Insomma: le città dovrebbero essere progettate in modo tale che in ogni quartiere, raggiungibili in non più di 10' a piedi, ci fossero - e fossero pubblici:
1) una piscina coperta e scoperta
2 ) un parco con sezioni separate per cani e umani, abbastanza ampio da poter essere utilizzato come palestra e pista da corsa senza smog
3) una biblioteca
4) un cinema, un teatro, una sala per musica e iniziative varie (in Francia nei piccoli comuni isolati c'è sempre).
5) piazze pedonali con panchine e verde, spazi coperti anche autogestiti dove poter stare insieme in un ambiente confortevole senza dover per forza andare al bar
6) un servizio efficiente di nettezza urbana (il mio quartiere è ormai una vera fogna, grazie alla maleducazione dei padroni dei cani che lasciano l'inimmaginabile. In compenso una gigantesca gru, visibile da mezza città, sta portando avanti una gigantesca speculazione edilizia in un quartiere ormai divenuto storico e piuttosto particolare.)
7) un giardino-orto per i coltivatori hobbysti
E se non ci sono queste cose, non ci sono i permessi per costruire. Point. Barre.
Pare proprio di essere a Roma, nell'Italia del 2014.
Ah, ma tanto, ci sono i mondiali. Così pare.
 

domenica 22 giugno 2014

Al di là dei monti, tra i fiumi, per una settimana soltanto

Per una settimana soltanto, e sono già tornata.
Ci saranno 50° all'ombra, l'aria è pesante. Il 5 piano di vetro cemento è in pieno sole, male isolato: cuociamo a bagno maria. Siamo avviticchiati a libri carichi d'anni mentre un sorridente funzionario appaga tutte le nostre curiosità. Nessuno demorde, nessuno scappa: tutti restiamo fino alla chiusura. E tutto sommato, oserei dire, siamo felici. Troppo assorti nelle nostre passioni, nel nostro lavoro, per essere infelici per un po' di caldo. Io almeno lo sono.
 La sera uno scroscio m'infradicia e mi ridona il respiro. All'ingresso di un'antichissima abbazia, una locanda dagli anni immemorabili offre verdure rinvigorenti e piatti robusti. Scrivo al tavolo fino a tardi.
Giorni di fatica e di studio profondo, di sintesi, di parole ben dette, di soddisfazione, di felicità. Di sonni brevi e intensi. Di indimenticabili passeggiate notturne sull'argine del fiume, sotto la luna piena in cerca di una catena, nel vento della sera.

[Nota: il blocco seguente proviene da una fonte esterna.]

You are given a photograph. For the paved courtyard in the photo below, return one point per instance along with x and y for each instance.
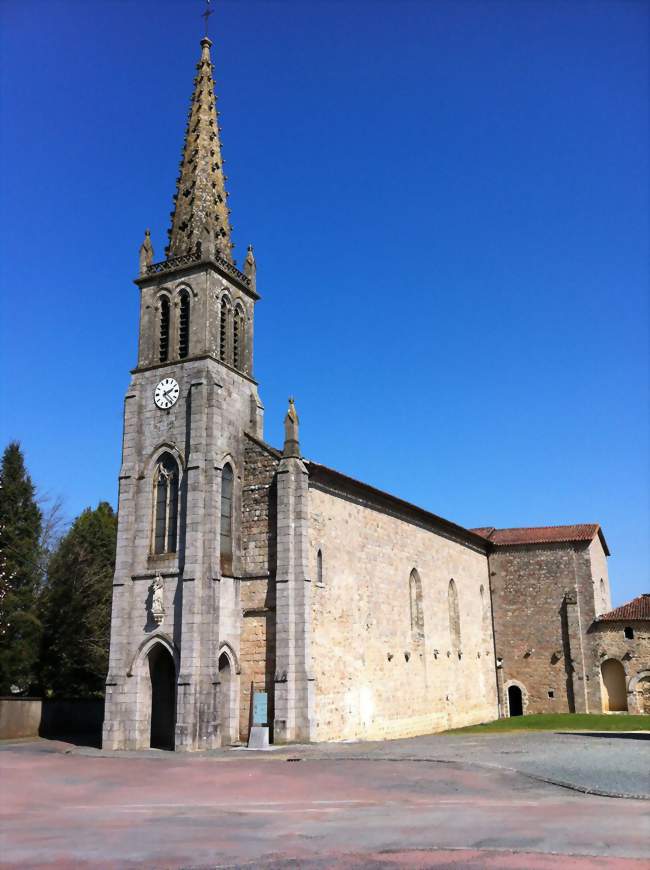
(439, 801)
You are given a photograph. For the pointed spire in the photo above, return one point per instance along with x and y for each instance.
(200, 220)
(250, 267)
(146, 252)
(291, 440)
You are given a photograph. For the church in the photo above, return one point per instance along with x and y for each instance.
(246, 571)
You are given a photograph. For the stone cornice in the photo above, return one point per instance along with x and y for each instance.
(190, 359)
(178, 267)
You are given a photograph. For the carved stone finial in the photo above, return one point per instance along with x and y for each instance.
(157, 599)
(291, 440)
(146, 252)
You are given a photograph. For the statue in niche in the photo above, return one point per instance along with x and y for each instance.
(250, 267)
(146, 253)
(157, 599)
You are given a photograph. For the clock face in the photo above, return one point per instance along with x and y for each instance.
(166, 393)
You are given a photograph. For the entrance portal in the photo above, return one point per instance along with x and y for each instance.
(163, 697)
(225, 692)
(515, 701)
(614, 691)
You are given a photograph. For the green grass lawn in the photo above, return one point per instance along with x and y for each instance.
(562, 722)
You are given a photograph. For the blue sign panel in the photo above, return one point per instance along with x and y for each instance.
(260, 708)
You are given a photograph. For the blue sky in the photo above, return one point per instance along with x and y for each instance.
(449, 207)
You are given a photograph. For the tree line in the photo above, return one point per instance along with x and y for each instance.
(55, 591)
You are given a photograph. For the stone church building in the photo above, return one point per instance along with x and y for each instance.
(244, 569)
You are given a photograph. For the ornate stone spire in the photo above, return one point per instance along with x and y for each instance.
(200, 220)
(291, 440)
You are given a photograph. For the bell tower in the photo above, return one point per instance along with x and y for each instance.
(191, 399)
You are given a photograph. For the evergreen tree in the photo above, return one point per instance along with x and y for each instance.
(76, 606)
(20, 574)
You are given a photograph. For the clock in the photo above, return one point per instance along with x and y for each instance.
(166, 393)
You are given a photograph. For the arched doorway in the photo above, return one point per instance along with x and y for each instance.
(163, 697)
(225, 700)
(614, 690)
(515, 701)
(643, 696)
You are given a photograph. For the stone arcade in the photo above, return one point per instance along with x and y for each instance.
(241, 567)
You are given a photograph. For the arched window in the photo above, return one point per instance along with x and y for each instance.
(163, 347)
(238, 339)
(454, 617)
(184, 325)
(603, 596)
(223, 331)
(165, 504)
(226, 519)
(485, 610)
(417, 613)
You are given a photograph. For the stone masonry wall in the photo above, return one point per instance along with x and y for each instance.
(543, 602)
(375, 676)
(634, 654)
(257, 586)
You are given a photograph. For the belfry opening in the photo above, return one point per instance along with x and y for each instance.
(162, 673)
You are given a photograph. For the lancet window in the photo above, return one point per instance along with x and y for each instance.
(226, 519)
(454, 617)
(165, 504)
(417, 612)
(184, 324)
(223, 330)
(163, 346)
(238, 339)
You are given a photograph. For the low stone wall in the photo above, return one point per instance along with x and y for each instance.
(49, 717)
(19, 717)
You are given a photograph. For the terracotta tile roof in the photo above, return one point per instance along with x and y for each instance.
(542, 535)
(638, 608)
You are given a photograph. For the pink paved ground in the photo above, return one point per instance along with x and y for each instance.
(168, 811)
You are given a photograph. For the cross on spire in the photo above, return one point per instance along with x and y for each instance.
(208, 12)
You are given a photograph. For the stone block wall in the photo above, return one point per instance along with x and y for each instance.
(633, 653)
(377, 676)
(544, 600)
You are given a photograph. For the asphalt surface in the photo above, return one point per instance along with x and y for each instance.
(607, 763)
(66, 806)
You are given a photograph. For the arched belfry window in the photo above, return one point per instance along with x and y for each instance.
(454, 617)
(163, 338)
(226, 519)
(238, 339)
(417, 612)
(165, 504)
(184, 324)
(223, 330)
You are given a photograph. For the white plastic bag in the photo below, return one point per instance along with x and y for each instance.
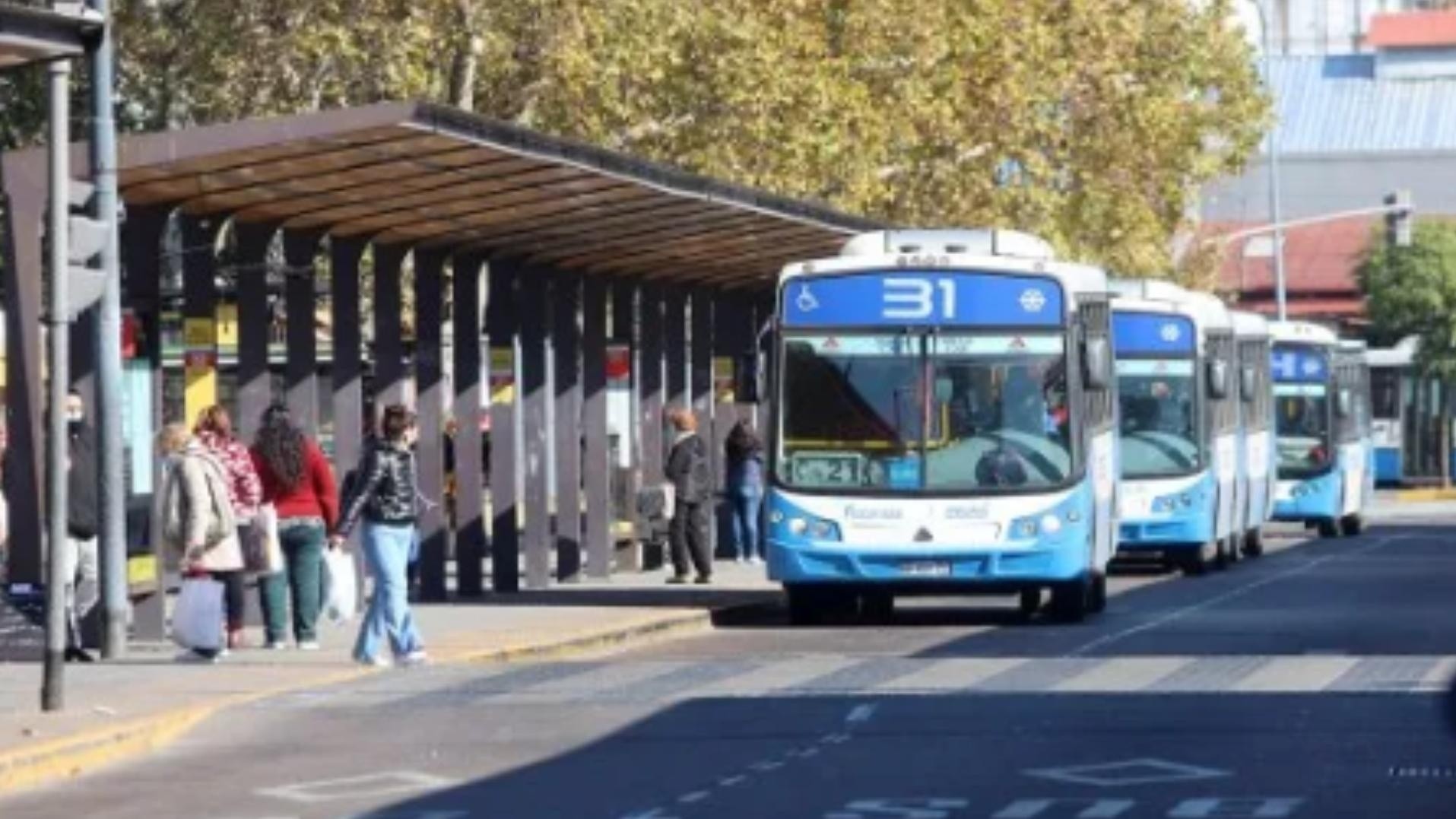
(340, 586)
(197, 621)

Purtroppo anche di ritardi, di rabbia e paura che escono dal petto in modo sbagliato. La frustrazione di questi anni d'incertezza prende la mano, si manifesta a sproposito, in un discorso confuso, speriamo di poter rimediare, scriviamo una lettera più ragionata. No, non ho insultato nessuno, ho solo fatto un discorso sconclusionato e persino sgarbato quando hanno sollecitato il mio parere nel secondo appuntamento della settimana. Sono più forte scientificamente ma più debole personalmente: le due cose cozzano e non combinano la migliore delle impressioni. L'incertezza, la mancanza di status, di mezzi, di riposo, di sostegno, l'accumulazione di mille urgenze e necessità di creare, ma senza sbocchi sicuri, hanno il loro effetto, devastante agli occhi miei che mi sento traballare per la tensione senza soste senza soste mai.
Ma ricevo anche complimenti, apprezzamenti, ammirazione, regali, consigli, incoraggiamenti. Ed è importante.
Il giorno della partenza, da sola, faccio una passeggiata tornando all'antica abbazia. Un frugoletto nerissimo, tutto treccine crespe, vestito della festa bianco e blu, mi guarda correndo sul marciapiede, incerto sulle gambotte. Ride come solo i bambini che scoprono il mondo sanno fare. Si ferma esitante. Gli apro le braccia e lui corre, corre per trenta metri buoni ridendo di felicità per gettarvisi dentro. Lo stringo, lo alzo, gli faccio fare un giro volando. Mi resta in braccio contento, rilassato, a prendersi calore e carezze. Poi si divincola e chiede di essere posato a terra, com'è naturale, per correre verso nuove avventure. Lo prendo come augurio e benvenuto, per tutti e due.
Così dovrebbero essere gli umani, se non li guastassimo con le nostre ossessioni e paure.